The nuanced and layered screenplay by Hampton Fancher and David Peoples is philosophical and meditative with admirable consistency, using the action sequences, which possess their own dream-like beauty, to temporarily ramp up the pace before dropping it back down to a kindler, gentler momentum.
Blade Runner is a film that asks, in the grand tradition of science fiction, with an oblique urgency that never comes to clumsily dominate this most elegant of cinematic masterpieces, whether humans should really be killing their own creations, especially in a world where so much death has already left us, glitzy, neon-wrapped urbanity notwithstanding, standing on the precipice of moral, civilisational and physical extinction.

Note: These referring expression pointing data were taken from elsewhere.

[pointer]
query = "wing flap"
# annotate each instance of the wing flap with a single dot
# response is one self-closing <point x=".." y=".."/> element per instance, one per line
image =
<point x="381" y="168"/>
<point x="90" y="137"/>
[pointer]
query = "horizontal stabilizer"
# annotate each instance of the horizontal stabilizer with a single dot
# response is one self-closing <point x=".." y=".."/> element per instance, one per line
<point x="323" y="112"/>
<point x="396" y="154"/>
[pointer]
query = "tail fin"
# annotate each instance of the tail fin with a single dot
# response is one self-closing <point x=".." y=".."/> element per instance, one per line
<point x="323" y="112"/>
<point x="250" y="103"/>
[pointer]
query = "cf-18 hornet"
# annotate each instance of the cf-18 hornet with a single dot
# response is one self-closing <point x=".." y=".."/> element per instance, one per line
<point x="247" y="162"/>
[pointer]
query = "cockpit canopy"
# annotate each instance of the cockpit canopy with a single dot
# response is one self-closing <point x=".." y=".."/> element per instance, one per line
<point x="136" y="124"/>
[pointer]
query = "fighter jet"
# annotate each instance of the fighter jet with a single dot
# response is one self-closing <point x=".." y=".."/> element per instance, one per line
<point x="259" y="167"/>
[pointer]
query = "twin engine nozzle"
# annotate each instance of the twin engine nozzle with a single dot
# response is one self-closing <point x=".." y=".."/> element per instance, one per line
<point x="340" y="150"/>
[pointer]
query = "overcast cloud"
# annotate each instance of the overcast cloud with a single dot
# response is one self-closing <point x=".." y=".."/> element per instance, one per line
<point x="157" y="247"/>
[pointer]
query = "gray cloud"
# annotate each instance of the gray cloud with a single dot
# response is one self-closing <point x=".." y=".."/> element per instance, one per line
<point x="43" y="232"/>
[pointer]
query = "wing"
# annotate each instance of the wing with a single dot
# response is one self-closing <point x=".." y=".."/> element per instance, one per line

The movie is replete with grand questions, but even more so with an engaging humanity that emerges even through all the slo-mo narrative twists and turns and measured dialogue and emotional remoteness, and with a rich visual aesthetic that winningly combines ’40s art deco-hangover with a gritty 1950s retro-esque vision of the future.
Blade Runner exists in a world where for all the loss and diminution of civilisation, people hang on, as do their creations, with every one of them simply seeking to live life on their own terms.
It is an existential underpinning that gives this film a deep, resonant substance to go with its time-lavishing sensibility and visual richness, ensuring, in the process, that it is rightfully viewed as one of the great pillars, nay masterpieces, of science fiction cinematic storytelling.